Capítulo 37
Restauración nacional del pueblo
Este extraordinario capítulo completa al precedente, mostrándonos esta vez cómo Jehová da una nueva vida a todo su pueblo restaurado. Como lo explican los versículos 11 a 14, esta asombrosa visión se aplica a la resurrección nacional de Israel (después del arrebatamiento de la Iglesia). El actual retorno de judíos a Palestina parece ser el preludio de ello. En respuesta a la palabra del profeta, los huesos se juntan, los nervios, la carne y la piel vienen a cubrirlos, pero su estado de muerte no ha cambiado. Es un despertar nacional nada comparable con el despertar espiritual que el pueblo conocerá luego, al alba del reinado de Cristo. En efecto, para dar la vida, el Espíritu de Dios debe obrar y entonces lo hará despertando la conciencia y los afectos de ese pueblo (Salmo 104:30).
La pregunta formulada al profeta subraya la completa impotencia humana (v. 3). En esos huesos no hay fuerza ni vida. Pero todo eso precisamente hace resaltar el poder de Dios, “el cual da vida a los muertos, y llama las cosas que no son, como si fuesen” (Romanos 4:17). ¡Cuánto más maravillosa aun es la obra que él cumplió en nosotros! Si bien estábamos muertos en nuestros pecados, él nos dio vida juntamente con Cristo (Efesios 2:5; Colosenses 2:13; Juan 5:21).

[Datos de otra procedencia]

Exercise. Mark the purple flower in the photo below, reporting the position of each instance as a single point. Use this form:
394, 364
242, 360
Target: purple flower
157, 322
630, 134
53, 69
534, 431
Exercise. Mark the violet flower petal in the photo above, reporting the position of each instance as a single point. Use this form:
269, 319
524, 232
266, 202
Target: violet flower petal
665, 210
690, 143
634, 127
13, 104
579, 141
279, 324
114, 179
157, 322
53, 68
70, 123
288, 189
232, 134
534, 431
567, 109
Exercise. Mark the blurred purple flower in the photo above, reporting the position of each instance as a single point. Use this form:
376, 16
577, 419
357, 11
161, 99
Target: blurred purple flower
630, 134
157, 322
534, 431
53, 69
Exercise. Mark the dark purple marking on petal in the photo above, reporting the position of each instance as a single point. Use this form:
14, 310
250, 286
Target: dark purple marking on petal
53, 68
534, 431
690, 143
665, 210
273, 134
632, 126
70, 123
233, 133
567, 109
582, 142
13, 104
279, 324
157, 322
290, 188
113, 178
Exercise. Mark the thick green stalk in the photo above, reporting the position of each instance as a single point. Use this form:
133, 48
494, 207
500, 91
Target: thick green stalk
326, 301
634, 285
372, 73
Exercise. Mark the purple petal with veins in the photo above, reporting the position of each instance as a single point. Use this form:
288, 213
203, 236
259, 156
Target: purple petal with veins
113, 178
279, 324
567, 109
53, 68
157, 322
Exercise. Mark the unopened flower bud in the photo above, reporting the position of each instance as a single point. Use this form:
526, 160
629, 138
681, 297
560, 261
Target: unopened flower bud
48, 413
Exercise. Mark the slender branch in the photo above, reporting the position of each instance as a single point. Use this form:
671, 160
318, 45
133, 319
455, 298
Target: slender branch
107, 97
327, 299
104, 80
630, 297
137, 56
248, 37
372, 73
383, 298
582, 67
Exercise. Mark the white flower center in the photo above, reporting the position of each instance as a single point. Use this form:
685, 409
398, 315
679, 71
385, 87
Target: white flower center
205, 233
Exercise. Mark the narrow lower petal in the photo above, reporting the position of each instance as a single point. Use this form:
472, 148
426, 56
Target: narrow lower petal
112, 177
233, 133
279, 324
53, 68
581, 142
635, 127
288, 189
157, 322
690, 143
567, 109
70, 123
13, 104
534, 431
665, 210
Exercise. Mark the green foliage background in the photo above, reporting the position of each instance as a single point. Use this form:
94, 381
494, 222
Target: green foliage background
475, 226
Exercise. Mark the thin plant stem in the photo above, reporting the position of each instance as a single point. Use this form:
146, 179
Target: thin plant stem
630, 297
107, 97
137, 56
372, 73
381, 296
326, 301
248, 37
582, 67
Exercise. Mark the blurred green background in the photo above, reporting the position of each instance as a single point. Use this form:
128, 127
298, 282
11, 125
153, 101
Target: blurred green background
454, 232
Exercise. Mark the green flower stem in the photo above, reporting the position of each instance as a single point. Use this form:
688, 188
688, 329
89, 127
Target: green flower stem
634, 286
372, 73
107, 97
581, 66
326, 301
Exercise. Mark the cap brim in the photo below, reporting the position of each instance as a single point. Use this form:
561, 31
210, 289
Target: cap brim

Reunificación de los dos reinos
Bajo el reinado de Roboam, las diez tribus –cuyo cabecilla era Efraín– se habían separado de Judá y de Benjamín como consecuencia de la infidelidad de Salomón. Desde entonces, esa brecha nunca fue reparada. Sin embargo, lo será cuando se establezca el reinado de Cristo, y Ezequiel lo anuncia así por medio de esos dos palos que forman solo uno en su mano (comp. Jeremías 3:18).
Jehová muestra que, sin aguardar ese momento, la unidad de su pueblo no deja de estar en su pensamiento.
Los profetas y luego los apóstoles nunca perdieron de vista el conjunto de las doce tribus (1 Reyes 18:31; Hechos 26:7; Santiago 1:1).
Ocurre lo mismo con la Iglesia del Señor Jesús. Por culpa de sus hombres su unidad no es ya visible, pero ella existe para él y nunca deberíamos olvidarlo. En presencia de toda la confusión y las divisiones de la cristiandad, es consolador pensar que hay solo una verdadera Iglesia compuesta por todos los creyentes. Hay “un cuerpo”, como también “un Señor”: Cristo, de quien David es aquí figura (Efesios 4:4-5; 1 Corintios 12:5, 12). “Un rey será a todos ellos por rey… nunca más serán divididos” (v. 22). “Mi siervo David será rey sobre ellos, y todos ellos tendrán un solo pastor” (comp. Juan 10:16).